La pression s’accentue sur Qualcomm aux États-Unis.

Aux poursuites officiellement engagées en début de semaine dernière par la FTC s’est ajoutée, vendredi, une plainte signée Apple.

Dénonçant un abus de position dominante sur le marché des modems 3G (CDMA) et 4G (LTE), l’argumentaire de la firme de Cupertino est sur la même ligne que celui de l’autorité américaine de la concurrence. Qualcomm ne manque pas de le souligner, non sans sous-entendre que la première a fait pression sur la seconde, d’après Ars Technica.

La plainte va toutefois plus loin.

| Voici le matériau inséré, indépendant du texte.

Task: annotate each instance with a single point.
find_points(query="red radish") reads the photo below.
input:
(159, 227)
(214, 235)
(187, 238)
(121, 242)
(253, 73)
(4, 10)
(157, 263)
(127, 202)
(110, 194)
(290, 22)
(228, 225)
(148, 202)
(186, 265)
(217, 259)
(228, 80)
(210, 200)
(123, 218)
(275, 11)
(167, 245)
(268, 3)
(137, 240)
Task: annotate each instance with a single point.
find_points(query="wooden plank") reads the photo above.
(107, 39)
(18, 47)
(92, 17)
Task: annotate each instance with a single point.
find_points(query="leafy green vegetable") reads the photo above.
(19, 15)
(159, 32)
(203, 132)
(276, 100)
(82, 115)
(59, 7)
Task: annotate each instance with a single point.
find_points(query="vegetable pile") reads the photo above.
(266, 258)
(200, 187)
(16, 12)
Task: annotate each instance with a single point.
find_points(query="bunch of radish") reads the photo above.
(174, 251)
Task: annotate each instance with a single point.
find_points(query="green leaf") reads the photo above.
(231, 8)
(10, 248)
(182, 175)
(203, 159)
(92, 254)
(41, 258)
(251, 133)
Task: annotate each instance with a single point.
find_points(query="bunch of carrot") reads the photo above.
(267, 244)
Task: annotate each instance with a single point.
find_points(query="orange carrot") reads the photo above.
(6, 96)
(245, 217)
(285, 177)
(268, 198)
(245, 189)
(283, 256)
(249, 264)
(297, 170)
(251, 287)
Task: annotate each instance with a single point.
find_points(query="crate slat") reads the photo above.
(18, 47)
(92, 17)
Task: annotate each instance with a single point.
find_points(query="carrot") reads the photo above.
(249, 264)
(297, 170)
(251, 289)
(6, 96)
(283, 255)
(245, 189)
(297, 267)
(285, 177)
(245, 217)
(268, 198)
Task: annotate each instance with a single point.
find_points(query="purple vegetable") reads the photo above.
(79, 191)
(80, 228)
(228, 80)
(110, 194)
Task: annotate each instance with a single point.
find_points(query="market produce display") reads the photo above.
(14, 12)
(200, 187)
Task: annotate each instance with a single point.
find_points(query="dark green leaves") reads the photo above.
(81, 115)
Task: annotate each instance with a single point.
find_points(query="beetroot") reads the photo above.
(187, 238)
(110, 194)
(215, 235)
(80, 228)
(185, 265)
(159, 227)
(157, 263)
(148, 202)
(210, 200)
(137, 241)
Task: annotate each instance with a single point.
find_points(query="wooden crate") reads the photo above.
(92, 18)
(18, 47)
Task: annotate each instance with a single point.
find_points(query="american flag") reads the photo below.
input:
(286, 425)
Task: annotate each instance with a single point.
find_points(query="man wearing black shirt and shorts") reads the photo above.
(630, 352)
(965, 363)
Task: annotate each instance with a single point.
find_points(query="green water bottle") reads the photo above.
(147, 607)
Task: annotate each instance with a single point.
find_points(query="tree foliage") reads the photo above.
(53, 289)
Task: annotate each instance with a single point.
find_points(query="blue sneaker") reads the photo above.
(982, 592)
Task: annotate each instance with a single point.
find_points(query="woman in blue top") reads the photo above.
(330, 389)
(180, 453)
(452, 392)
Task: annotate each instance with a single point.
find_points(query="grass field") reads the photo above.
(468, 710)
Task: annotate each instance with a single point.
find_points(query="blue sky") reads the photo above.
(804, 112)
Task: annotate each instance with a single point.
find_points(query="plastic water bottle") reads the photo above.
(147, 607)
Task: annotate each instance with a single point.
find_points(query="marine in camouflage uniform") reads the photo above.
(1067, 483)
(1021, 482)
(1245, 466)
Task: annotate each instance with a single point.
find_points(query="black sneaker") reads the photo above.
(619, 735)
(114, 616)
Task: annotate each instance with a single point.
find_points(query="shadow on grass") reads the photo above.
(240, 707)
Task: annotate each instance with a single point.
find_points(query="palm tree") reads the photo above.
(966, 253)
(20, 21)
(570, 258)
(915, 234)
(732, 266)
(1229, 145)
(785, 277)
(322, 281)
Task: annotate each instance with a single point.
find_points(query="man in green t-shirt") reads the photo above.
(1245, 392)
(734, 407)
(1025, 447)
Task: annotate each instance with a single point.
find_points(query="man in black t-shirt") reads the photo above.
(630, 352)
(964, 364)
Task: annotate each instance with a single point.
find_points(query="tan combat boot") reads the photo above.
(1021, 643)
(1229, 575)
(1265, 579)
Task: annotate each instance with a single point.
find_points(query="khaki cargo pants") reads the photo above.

Il y est, en l’occurrence, question de « chantage ». Au fait de discussions entreprises par Apple avec le régulateur antitrust en Corée du Sud, Qualcomm aurait bloqué « près d’un milliard de dollars » dû au fabricant de l’iPhone*. Ce dernier devait, pour percevoir la somme, accepter de « changer de discours »…

Apple dénonce aussi la pression que Qualcomm aurait exercée sur les opérateurs télécoms pour ne pas qu’ils intègrent, dans leur catalogue, des terminaux dotés de modems fournis par des concurrents, en tête desquels Intel.

Dans les grandes lignes de la plainte se retrouvent les principaux griefs de la FTC : des « pratiques anticoncurrentielles » qui ont eu pour effet d’exclure des rivaux ou d’imposer une forte pression sur leurs marges, tout en mettant « un frein à l’innovation » et en faisant monter les prix pour les consommateurs.

Extorsion ?

La problématique des brevets est centrale. Qualcomm en possède un certain nombre relatifs à des technologies ayant fait l’objet d’une standardisation. Il s’est engagé, à l’invitation des principaux organes chargés de cette standardisation, à concéder des droits d’exploitation des brevets en question selon des termes « justes, raisonnables et non discriminatoires (FRAND, pour « Fair, Reasonable and Non-Discriminatory »).

Le hic, pour Apple comme pour la FTC : Qualcomm refuse de concéder ces licences directement à ses concurrents. Les négociations se font avec les OEM, à des prix nettement plus élevés que ce que proposent les concurrents… et sous des conditions pour le moins particulières, dont des royalties plus importantes en cas d’utilisation de modems fournis par d’autres sociétés.

Les OEM ont tout à fait la possibilité de refuser lesdites conditions, mais Qualcomm ne fait alors pas affaire avec eux. Ce qui limite « significativement » leur marge de manœuvre.

Apple estime que Qualcomm lui demande « au moins cinq fois plus » que tous ses autres fournisseurs réunis. Ce qui représenterait « des milliards de dollars », pour des brevets avec lesquels le spécialiste des semi-conducteurs n’aurait parfois « rien à voir ».

Du côté de Qualcomm, on assure que le plaignant présente « intentionnellement une fausse version des faits », nourrie de « rétention d’information ». Cité par TechCrunch,  le directeur juridique Don Rosenberg ajoute : « Apple […] n’a pas saisi l’importance et la valeur de la technologie que nous avons et partagée avec tous les fabricants de terminaux mobiles au travers de notre programme de licence ».

* Cette somme correspond au remboursement d’une partie des royalties versées par Apple et ses sous-traitants. Un rabais sur facture associé à la condition d’exclusivité pour la fourniture des modems.